In this context, becoming part of a cooperative can be professionally and socially transformative for women. For instance, Nandini has gone from earning between Rs.15,000 to Rs.20,000 a month, to earning Rs.50,000 or more from selling her produce. On some months, that figure can be as high as Rs.80,000.

Critical to her income is selling dehydrated moringa (drumstick) leaves to the private sector through the cooperative. In fact, she makes Rs.20,000 per month just from selling moringa leaves, harvesting an impressive 500kgs or more of moringa leaves from some 400 trees on her plantation.

ILO gave her seeds and plants that have helped her set up a thriving farm, so she also gets additional income from growing papayas, bananas, pineapples, eggplant, cassava and green chillies - all this in an area where an entire family earns only around Rs.30,000 per month on average.

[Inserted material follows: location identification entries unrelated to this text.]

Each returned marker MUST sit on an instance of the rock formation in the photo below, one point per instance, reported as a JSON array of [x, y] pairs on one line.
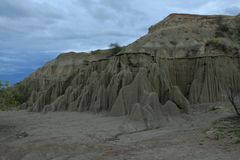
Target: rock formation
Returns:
[[180, 61]]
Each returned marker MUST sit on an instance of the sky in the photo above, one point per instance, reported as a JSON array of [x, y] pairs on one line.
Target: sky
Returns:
[[32, 32]]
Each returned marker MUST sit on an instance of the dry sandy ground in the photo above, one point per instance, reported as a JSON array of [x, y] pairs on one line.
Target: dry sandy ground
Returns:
[[88, 136]]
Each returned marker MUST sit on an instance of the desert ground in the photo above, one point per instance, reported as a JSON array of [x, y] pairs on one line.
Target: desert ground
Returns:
[[88, 136]]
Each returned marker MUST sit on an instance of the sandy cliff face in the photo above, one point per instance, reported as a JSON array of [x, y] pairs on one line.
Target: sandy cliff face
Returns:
[[180, 61]]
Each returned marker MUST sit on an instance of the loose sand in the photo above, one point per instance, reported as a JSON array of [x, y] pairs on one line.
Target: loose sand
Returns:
[[88, 136]]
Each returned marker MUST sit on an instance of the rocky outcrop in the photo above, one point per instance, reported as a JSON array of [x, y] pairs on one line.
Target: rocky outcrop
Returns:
[[174, 64]]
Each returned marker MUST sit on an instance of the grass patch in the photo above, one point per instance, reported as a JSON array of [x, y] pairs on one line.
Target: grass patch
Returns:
[[227, 127]]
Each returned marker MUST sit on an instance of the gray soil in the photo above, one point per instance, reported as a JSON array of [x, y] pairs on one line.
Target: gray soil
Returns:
[[87, 136]]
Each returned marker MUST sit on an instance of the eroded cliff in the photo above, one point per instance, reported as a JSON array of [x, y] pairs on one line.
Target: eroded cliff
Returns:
[[183, 59]]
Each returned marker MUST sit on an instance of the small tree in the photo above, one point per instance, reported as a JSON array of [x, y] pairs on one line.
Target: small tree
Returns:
[[115, 48], [221, 28]]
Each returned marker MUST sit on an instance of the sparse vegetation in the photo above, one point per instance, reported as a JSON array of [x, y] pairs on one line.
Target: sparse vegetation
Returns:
[[223, 44], [227, 128], [115, 48], [222, 28], [10, 97]]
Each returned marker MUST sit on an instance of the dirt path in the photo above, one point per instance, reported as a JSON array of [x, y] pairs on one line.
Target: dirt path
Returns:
[[87, 136]]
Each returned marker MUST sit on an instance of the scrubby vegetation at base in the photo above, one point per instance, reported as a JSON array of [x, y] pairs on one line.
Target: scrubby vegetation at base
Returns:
[[228, 128], [10, 97]]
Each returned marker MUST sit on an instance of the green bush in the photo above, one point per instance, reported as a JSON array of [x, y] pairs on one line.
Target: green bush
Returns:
[[222, 29], [10, 97], [115, 48], [217, 43], [223, 44]]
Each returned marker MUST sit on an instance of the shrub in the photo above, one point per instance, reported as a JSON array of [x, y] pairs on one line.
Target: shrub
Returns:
[[10, 97], [216, 43], [222, 28], [115, 48]]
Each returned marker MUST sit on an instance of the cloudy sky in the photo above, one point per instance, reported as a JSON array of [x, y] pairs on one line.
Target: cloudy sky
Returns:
[[33, 32]]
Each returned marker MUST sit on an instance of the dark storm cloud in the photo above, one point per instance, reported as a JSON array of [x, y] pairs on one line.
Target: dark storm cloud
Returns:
[[35, 31]]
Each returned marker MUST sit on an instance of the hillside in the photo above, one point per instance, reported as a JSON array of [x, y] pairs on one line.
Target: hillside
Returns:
[[181, 60]]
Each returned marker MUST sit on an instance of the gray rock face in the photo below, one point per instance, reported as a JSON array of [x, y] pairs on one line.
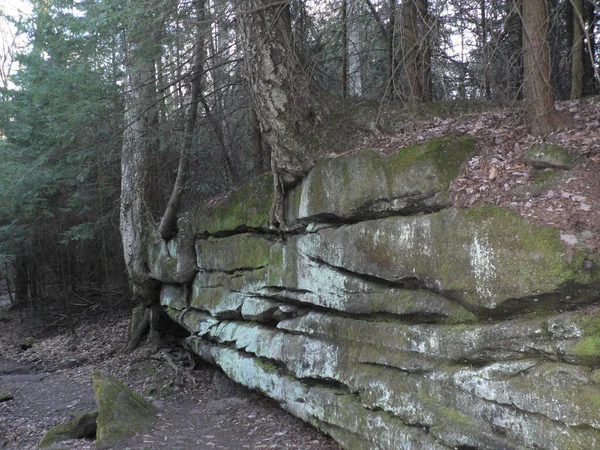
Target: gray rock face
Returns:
[[393, 321], [121, 412]]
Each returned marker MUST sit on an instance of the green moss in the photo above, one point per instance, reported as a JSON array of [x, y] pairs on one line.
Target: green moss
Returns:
[[121, 412], [249, 206], [447, 154], [238, 252], [265, 365], [27, 342], [589, 346]]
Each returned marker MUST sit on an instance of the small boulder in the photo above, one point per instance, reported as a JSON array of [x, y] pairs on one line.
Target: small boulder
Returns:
[[27, 343], [121, 412], [542, 156], [82, 426], [5, 396]]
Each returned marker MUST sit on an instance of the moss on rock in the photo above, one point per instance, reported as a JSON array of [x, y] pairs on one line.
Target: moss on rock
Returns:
[[487, 258], [368, 184], [248, 207], [121, 412], [549, 155]]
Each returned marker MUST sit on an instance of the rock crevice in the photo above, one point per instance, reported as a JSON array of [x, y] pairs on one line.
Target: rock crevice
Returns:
[[391, 320]]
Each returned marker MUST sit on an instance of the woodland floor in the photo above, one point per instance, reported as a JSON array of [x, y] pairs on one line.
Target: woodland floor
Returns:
[[202, 410], [499, 175], [52, 379]]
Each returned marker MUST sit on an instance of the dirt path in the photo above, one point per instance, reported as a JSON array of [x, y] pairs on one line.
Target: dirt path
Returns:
[[51, 381]]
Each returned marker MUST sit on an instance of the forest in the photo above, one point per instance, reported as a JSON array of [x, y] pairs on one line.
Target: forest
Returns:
[[118, 116]]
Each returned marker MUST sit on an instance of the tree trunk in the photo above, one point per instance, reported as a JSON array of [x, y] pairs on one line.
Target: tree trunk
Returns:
[[285, 97], [344, 48], [167, 225], [577, 54], [391, 36], [258, 156], [536, 60], [410, 51], [484, 52], [139, 144]]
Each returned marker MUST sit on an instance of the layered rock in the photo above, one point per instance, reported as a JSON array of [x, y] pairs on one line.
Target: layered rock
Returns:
[[389, 319]]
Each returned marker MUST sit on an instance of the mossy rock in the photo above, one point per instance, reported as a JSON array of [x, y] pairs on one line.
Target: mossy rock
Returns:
[[545, 155], [239, 252], [487, 258], [27, 343], [82, 426], [121, 412], [5, 396], [367, 184], [248, 207]]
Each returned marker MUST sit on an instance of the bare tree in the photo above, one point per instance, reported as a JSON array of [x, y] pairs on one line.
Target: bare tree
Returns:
[[536, 61]]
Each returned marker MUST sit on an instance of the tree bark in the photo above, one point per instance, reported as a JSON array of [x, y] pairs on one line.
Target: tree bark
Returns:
[[139, 143], [410, 51], [577, 53], [484, 51], [285, 97], [344, 48], [167, 225], [539, 96]]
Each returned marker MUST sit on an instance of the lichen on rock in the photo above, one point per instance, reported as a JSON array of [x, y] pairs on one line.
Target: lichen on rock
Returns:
[[121, 412]]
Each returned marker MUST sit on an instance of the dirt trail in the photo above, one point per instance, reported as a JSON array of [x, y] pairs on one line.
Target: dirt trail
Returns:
[[51, 381]]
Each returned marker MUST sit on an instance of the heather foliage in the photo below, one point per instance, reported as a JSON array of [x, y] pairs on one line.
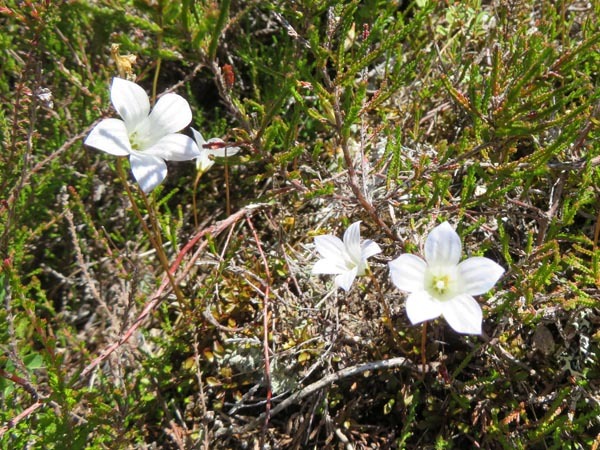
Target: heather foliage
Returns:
[[152, 308]]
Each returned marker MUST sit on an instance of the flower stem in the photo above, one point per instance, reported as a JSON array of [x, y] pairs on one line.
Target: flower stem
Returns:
[[194, 205], [388, 319], [154, 234], [424, 347]]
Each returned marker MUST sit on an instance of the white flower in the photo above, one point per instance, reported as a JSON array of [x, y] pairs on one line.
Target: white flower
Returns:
[[148, 138], [345, 259], [441, 286], [209, 149]]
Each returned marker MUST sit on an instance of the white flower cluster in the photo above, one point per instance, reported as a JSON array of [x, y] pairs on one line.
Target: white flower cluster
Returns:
[[150, 138], [438, 285]]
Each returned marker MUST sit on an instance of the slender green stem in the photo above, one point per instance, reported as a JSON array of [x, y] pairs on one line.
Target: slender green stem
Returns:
[[388, 319], [154, 234], [158, 46], [227, 201], [194, 204], [424, 347]]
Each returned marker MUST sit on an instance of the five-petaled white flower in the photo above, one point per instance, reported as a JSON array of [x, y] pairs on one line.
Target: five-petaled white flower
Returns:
[[209, 149], [148, 138], [440, 285], [345, 259]]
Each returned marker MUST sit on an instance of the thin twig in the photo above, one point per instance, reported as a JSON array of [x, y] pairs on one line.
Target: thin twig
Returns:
[[335, 377], [265, 329]]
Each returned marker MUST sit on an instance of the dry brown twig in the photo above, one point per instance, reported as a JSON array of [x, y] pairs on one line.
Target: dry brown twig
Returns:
[[155, 299]]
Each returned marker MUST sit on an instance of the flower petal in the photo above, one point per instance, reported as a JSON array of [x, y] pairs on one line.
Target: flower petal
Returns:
[[131, 102], [408, 273], [170, 114], [330, 247], [369, 248], [174, 147], [148, 170], [478, 274], [420, 306], [443, 246], [110, 136], [352, 242], [463, 314], [328, 267], [345, 280]]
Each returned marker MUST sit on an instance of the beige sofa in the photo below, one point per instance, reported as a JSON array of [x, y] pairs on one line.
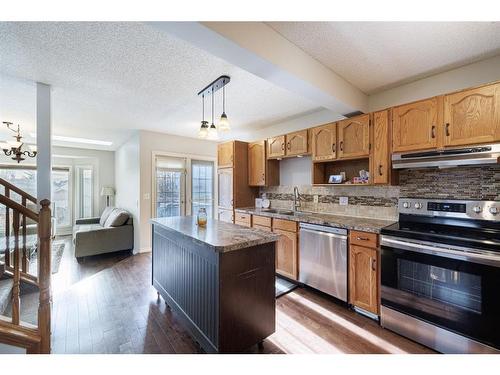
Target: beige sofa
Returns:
[[113, 231]]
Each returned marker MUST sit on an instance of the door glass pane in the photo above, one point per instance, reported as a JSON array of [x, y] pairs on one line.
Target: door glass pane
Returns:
[[168, 193], [202, 182]]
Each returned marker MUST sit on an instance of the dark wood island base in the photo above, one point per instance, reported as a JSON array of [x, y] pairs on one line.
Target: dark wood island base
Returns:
[[223, 291]]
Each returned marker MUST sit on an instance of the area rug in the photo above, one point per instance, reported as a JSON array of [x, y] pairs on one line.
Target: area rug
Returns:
[[283, 286]]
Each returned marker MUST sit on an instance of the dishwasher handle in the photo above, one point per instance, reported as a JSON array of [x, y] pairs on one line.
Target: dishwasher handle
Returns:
[[340, 232]]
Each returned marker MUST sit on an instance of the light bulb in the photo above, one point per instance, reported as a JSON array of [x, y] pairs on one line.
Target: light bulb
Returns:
[[224, 123]]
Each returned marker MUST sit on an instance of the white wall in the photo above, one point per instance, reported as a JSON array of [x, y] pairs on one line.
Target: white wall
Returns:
[[127, 175], [475, 74], [152, 141]]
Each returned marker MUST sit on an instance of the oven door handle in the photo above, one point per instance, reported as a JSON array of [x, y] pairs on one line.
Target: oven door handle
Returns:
[[474, 256]]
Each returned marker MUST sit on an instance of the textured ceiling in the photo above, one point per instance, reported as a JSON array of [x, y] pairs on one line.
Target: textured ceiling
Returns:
[[111, 78], [378, 55]]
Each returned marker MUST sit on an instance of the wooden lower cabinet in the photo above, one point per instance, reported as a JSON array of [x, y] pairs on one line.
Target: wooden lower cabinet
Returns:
[[363, 278], [225, 215], [287, 254]]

PTK set to expand under EMPOWER

“The next step is we would like to see is their produce exported overseas,” says Cooperative Development Officer, Sivabalasingham Balasundaram, emphasising the need for innovation and value-additions that will boost the income of the producers. As part of his responsibilities he carefully monitors their records and financial transactions, and says that PTK’s great strength has been how hard they have persevered in the face of considerable odds.

Having joined the cooperative, the women say they have learned diverse skills including financial management, organic farming and business negotiation. With a drought plaguing the area, learning new agricultural practices around water management, crop diversification and irrigation techniques have been particularly critical, says Krishnakumar Jayaranjini, a former president of the cooperative.

Challenges remain for the cooperative but under the EMPOWER project they hope to expand their membership from 8 GN divisions to 19, adding hundreds of new members along the way. Standing on the cusp of this big change, the group can see just how far they have come.

“When we started, it was not possible for us to get even Rs.1000 as a loan, but now our community approaches us to supply micro-credit,” Jayaranjini says with pleasure. She believes such schemes support the broader goal of reconciliation in the community.

“Normally, conflicts rise on economic grounds and due to unequal access to resources. We are changing that, people are becoming more empowered, and they have many sources of income as we build good business connections with other communities,” she says, adding simply, “It motivates everyone to think in a peaceful way.”